Credo Technology Group (Credo (CRDO)) reported fiscal fourth-quarter results that crushed Wall Street estimates, but the stock still took a hit in premarket trading Tuesday. The reason? Sometimes even a blowout quarter isn't enough when expectations are already priced in.
The high-speed connectivity solutions company posted Q4 revenue of $437 million, ahead of the $432.05 million analysts were looking for. Adjusted earnings came in at $1.16 per share, beating the $1.03 consensus estimate. But here's the jaw-dropper: that single quarter's revenue alone exceeded Credo's entire fiscal 2025 revenue. As CEO Bill Brennan put it on the earnings call, "Notably, our revenue in the quarter exceeded our entire fiscal 25 revenue."

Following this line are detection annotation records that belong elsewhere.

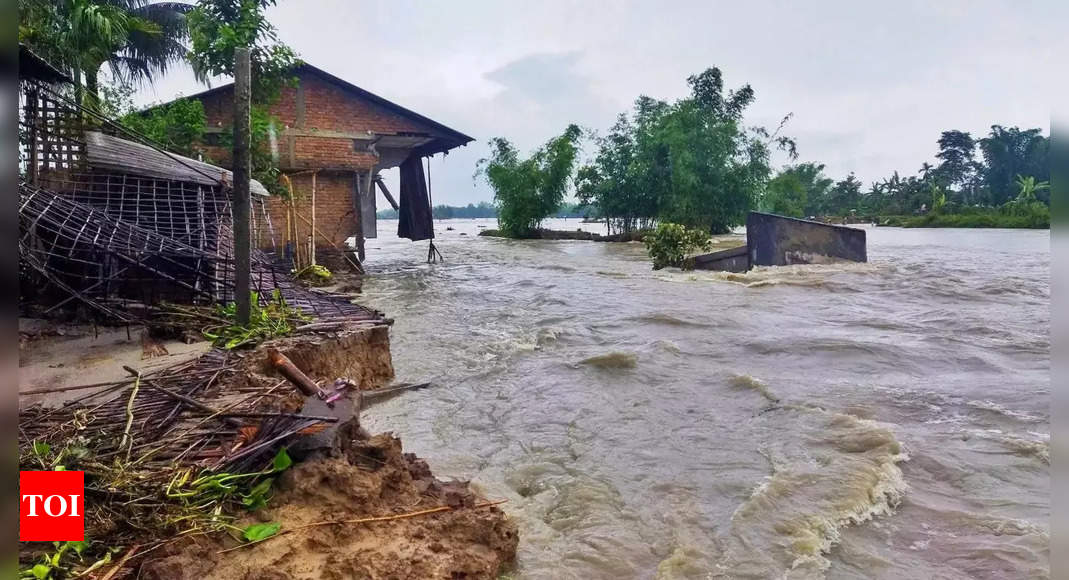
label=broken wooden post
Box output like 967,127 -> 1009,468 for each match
232,47 -> 252,327
267,348 -> 321,396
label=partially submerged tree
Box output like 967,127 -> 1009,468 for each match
476,125 -> 583,237
577,67 -> 794,233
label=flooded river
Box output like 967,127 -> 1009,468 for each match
363,220 -> 1051,579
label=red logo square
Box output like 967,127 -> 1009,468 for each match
18,471 -> 86,542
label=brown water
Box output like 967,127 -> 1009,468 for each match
354,220 -> 1050,579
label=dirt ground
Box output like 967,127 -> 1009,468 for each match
140,425 -> 518,580
18,318 -> 212,406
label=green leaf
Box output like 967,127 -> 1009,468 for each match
242,479 -> 273,512
68,539 -> 89,558
242,521 -> 282,542
275,448 -> 293,471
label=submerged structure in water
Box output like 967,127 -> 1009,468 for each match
693,211 -> 868,272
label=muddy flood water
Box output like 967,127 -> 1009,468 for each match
363,220 -> 1051,579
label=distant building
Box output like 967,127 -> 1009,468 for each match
178,64 -> 474,258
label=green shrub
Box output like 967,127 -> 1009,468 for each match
645,222 -> 709,270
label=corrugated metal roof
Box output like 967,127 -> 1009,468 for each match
86,131 -> 267,195
176,63 -> 475,155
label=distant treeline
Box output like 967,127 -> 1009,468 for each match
375,202 -> 592,220
477,67 -> 1050,237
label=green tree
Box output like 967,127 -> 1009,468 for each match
761,174 -> 807,218
824,173 -> 862,216
925,130 -> 976,193
188,0 -> 300,105
980,125 -> 1051,205
656,67 -> 793,234
187,0 -> 300,195
119,98 -> 205,157
1017,175 -> 1051,202
19,0 -> 192,106
476,125 -> 583,238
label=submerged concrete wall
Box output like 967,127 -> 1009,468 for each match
746,211 -> 868,267
691,246 -> 749,272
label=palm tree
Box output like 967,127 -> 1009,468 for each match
19,0 -> 193,108
1017,175 -> 1051,202
917,161 -> 935,182
81,0 -> 193,95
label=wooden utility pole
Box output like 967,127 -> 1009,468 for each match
231,48 -> 252,326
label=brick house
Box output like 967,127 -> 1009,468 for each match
181,64 -> 474,260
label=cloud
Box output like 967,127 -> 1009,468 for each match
131,0 -> 1069,204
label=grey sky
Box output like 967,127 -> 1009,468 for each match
133,0 -> 1069,209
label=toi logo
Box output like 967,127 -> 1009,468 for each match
18,471 -> 86,542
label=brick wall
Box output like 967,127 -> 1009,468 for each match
267,171 -> 357,255
192,72 -> 431,249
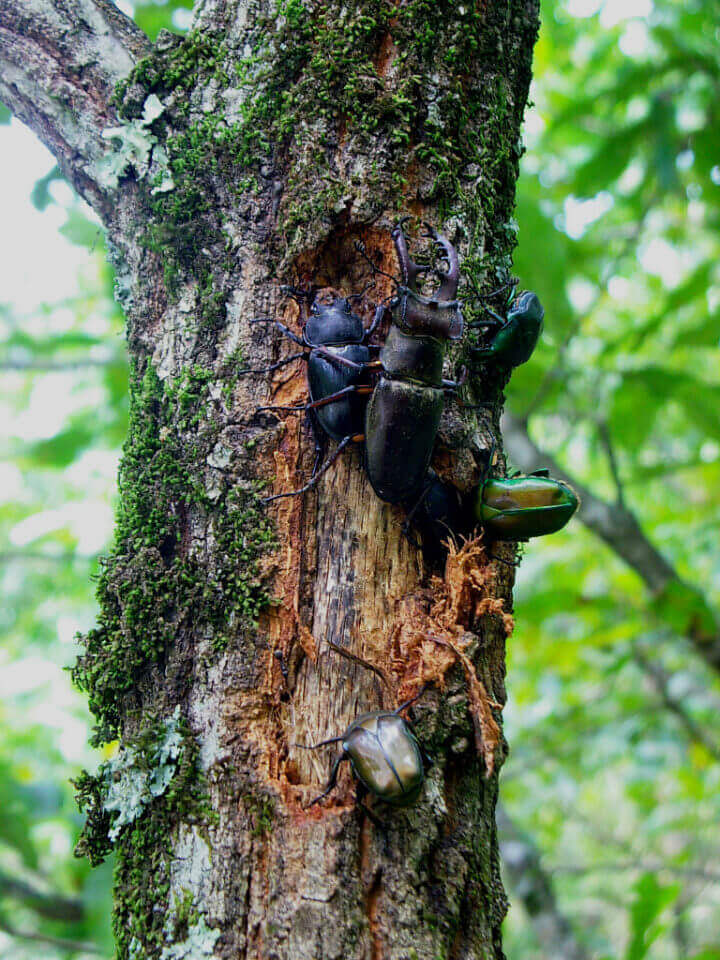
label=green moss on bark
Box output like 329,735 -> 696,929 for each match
74,718 -> 215,960
73,364 -> 273,742
115,0 -> 529,286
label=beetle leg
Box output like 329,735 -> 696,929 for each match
307,741 -> 347,810
307,410 -> 325,480
293,733 -> 345,750
363,303 -> 387,340
307,384 -> 374,410
468,317 -> 505,330
478,304 -> 507,327
442,367 -> 467,390
256,384 -> 373,413
250,317 -> 307,347
263,436 -> 365,503
238,353 -> 308,376
355,782 -> 387,843
488,552 -> 522,568
314,347 -> 368,370
328,640 -> 392,690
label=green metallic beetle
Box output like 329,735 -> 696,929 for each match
468,280 -> 545,370
473,470 -> 580,541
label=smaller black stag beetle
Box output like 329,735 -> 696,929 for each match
296,643 -> 430,827
365,217 -> 463,504
468,280 -> 545,370
252,290 -> 385,503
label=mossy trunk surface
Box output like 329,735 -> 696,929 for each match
0,0 -> 538,960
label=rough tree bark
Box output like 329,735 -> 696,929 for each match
0,0 -> 538,960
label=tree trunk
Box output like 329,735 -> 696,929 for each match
0,0 -> 538,960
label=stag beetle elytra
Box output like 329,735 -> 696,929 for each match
248,289 -> 385,503
296,641 -> 431,827
468,280 -> 545,370
365,217 -> 463,503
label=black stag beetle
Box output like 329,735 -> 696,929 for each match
248,287 -> 386,503
365,217 -> 463,505
252,217 -> 463,506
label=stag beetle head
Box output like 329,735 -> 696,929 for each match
392,217 -> 463,340
303,297 -> 365,347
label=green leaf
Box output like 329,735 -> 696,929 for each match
625,873 -> 681,960
60,208 -> 103,250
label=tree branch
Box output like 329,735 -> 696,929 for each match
496,804 -> 589,960
503,414 -> 720,671
0,0 -> 150,219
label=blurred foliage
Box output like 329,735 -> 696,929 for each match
0,0 -> 720,960
502,0 -> 720,960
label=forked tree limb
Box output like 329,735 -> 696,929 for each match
0,0 -> 150,218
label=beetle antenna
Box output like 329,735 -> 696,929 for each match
328,640 -> 392,692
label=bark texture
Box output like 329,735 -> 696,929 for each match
0,0 -> 538,960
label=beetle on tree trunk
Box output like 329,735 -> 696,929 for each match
365,218 -> 463,504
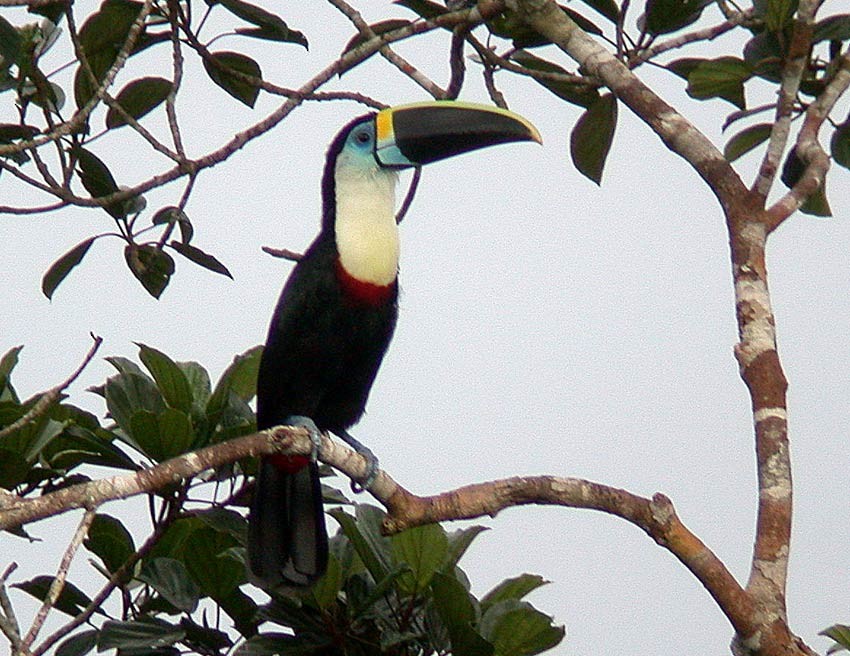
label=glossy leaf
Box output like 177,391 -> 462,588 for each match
130,408 -> 195,462
41,237 -> 97,298
390,524 -> 449,594
169,241 -> 233,280
97,618 -> 186,651
753,0 -> 798,32
688,57 -> 752,109
583,0 -> 620,23
393,0 -> 448,20
0,16 -> 22,69
137,344 -> 192,413
207,346 -> 263,415
106,77 -> 172,130
74,0 -> 143,108
723,123 -> 773,162
511,50 -> 599,107
151,205 -> 195,244
644,0 -> 714,36
812,14 -> 850,43
137,558 -> 200,613
204,51 -> 263,107
83,513 -> 136,572
218,0 -> 307,48
481,574 -> 549,611
12,576 -> 91,617
780,148 -> 832,217
442,526 -> 489,572
818,624 -> 850,654
124,244 -> 174,298
829,119 -> 850,169
431,573 -> 494,656
570,93 -> 617,184
480,600 -> 566,656
54,629 -> 97,656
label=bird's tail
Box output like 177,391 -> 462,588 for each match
248,459 -> 328,589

Revenue surged 157% year over year and rose 7.4% sequentially, fueled by insatiable demand for AI infrastructure connectivity products. The company's active electrical cables (AECs), optical digital signal processors (DSPs), and retimers are all riding the AI wave. Adjusted gross margin hit 68.3%, above the company's guidance range, while operating income climbed to $216.7 million, yielding a 49.6% operating margin. Credo also generated $182.2 million in operating cash flow and ended fiscal 2026 with about $1.4 billion in cash and short-term investments.
Looking ahead, Credo guided for fiscal first-quarter revenue between $465 million and $475 million, above the $461.61 million analysts expected. The company also forecast adjusted gross margin of 67% to 69%. But the real story is the optical business. Management sees a massive growth opportunity in fiscal 2027 as customer adoption accelerates. The portfolio includes optical DSPs, silicon photonics technology from the Dust Photonics acquisition, and the Zero Flap optics platform. Credo expects its optical business to generate more than $600 million in fiscal 2027 revenue, with optical DSPs, silicon photonics PICs, and Zero Flap optics each contributing over $100 million annually.
Despite all this good news, Credo shares were down 4.02% at $217.00 in premarket trading Tuesday. The stock has had a tremendous run, and investors may have been expecting even more. Sometimes, when you set the bar that high, even a record quarter can feel like a letdown.